Jun 082024

Tim Berners-Lee (born London, England, 1955) is a computer scientist and is credited with creating the World Wide Web. Children could view some of his TED talks at: Tim Berners-Lee.

Barbara Bush

Barbara Bush (born Rye, New York, 1925; died Houston, Texas, April 17, 2018) was America’s First Lady from January 20, 1989 to January 20, 1993. She was the wife of George Bush, forty-first president of the United States. Because her husband’s occupations revolved around either the oil business or politics, they moved frequently. She counted 29 moves. While she was First Lady, she strove to improve literacy in America. While she was the wife of the forty-first president, she was also the mother of the forty-third president. Children can visit a website at: Barbara Bush.

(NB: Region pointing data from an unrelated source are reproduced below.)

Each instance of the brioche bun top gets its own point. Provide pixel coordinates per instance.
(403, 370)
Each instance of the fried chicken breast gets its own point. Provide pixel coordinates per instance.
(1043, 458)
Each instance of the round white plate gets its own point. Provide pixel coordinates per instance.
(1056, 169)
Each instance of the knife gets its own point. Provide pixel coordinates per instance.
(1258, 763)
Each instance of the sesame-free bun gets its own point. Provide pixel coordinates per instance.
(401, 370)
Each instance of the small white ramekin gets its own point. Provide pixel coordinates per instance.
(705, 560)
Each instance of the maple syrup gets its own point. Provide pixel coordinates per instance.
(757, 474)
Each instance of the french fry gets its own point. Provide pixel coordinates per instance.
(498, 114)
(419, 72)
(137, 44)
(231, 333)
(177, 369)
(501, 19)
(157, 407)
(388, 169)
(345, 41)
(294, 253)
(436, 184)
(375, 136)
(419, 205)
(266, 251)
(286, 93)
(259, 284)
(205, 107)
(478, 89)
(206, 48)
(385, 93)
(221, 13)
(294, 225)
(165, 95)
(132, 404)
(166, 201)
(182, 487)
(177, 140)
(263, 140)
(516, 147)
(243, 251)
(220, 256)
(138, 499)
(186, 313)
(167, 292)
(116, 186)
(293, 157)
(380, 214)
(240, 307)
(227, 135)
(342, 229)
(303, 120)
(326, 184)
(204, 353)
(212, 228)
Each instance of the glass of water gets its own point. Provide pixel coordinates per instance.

Francis Crick (born Northampton, England, 1916; died San Diego, California, July 28, 2004) discovered with James Watson the structure of DNA. He, along with Watson and Maurice Wilkins, received the 1962 Nobel Prize in Physiology or Medicine. Children can learn more at: Francis Crick.

William Few (born near Baltimore, Maryland, 1748; died Beacon, New York, July 16, 1828) represented Georgia at the Constitutional Convention. He was a U.S. senator, and then he and his family moved to New York, where he was active in politics and the economy. Children could learn more at: William Few.

Ida Saxton McKinley

Ida Saxton McKinley (born Canton, Ohio, 1847; died Canton, Ohio, May 26, 1907) was America’s First Lady from March 4, 1897 to September 14, 1901. She was the wife of William McKinley, twenty-fifth president of the United States. Children can learn more at: Ida McKinley.

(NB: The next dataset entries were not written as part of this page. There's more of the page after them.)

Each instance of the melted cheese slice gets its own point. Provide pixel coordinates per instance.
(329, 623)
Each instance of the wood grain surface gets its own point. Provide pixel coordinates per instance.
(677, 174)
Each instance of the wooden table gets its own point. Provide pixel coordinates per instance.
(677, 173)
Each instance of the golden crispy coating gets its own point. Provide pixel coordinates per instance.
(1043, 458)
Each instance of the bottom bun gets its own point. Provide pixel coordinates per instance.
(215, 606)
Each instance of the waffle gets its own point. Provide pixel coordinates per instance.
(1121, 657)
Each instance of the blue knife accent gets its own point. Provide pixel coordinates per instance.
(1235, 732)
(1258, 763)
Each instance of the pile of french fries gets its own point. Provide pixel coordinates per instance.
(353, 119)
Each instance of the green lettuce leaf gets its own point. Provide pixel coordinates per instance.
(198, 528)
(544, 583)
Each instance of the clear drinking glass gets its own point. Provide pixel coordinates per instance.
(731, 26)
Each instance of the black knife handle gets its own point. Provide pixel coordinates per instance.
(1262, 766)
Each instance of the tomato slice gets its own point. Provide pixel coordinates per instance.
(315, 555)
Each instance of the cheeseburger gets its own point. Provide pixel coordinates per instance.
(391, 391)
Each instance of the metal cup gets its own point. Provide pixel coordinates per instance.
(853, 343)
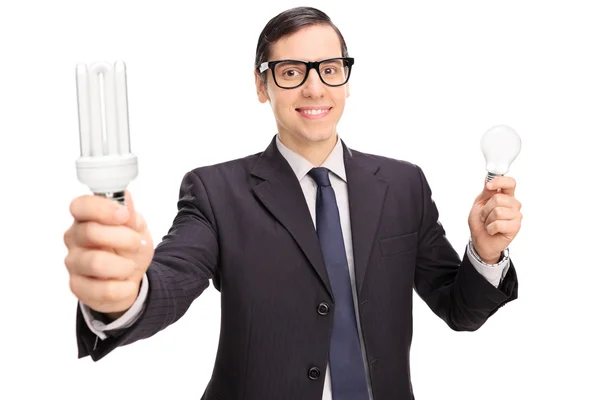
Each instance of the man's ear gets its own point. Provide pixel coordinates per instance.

Carolyn Meyer (born Lewistown, Pennsylvania, 1935) has written at least 50 books for children and young adults. She writes historical fiction and biographies. Her books include the Royals series and The True Adventures of Charley Darwin. Children can visit her website at: Carolyn Meyer.

Judy Sierra (born Falls Church, Virginia, 1945) has written at least 50 books for children. Her books include Wild About Books and Tasty Baby Belly Buttons. Children can visit her website at: Judy Sierra.

Frank Lloyd Wright (born Richland Center, Wisconsin, 1867; died Phoenix, Arizona, April 9, 1959) was a revolutionary architect. He believed a house and its surroundings should blend together. One of his most famous designs was Fallingwater in western Pennsylvania where a house was designed around a small stream and waterfall. Children could learn more by reading Frank Lloyd Wright for Kids: His Life and Ideas, 21 Activities by Kathleen Thorne Thomsen.

Aug 062024

World Wide Web became available to the public in 1991. Sir Tim Berners-Lee developed a system of sharing files between computers. Within five years 40 million people were using the Web. Today almost 2.5 billion people use the Web. Berners-Lee could have become wealthy from his invention, but he wanted the Web to remain free and open. Children would find the following timeline interesting: Timeline.

Dec 252024

World Wide Web trial run was first successfully conducted in 1990. The Internet and the World Wide Web are not synonymous. The Internet is the hardware and systems, and the World Wide Web is the data that browsers allow us to exchange. Tim Berners-Lee in 1990 developed Hypertext Transfer Protocol (HTTP), a way for computers to talk to each other. Others developed browsers to make the process easier. The WorldWideWeb, originally its name, allowed the use of the Internet to increase exponentially. Berners-Lee, a British citizen, was knighted for his work in 2004.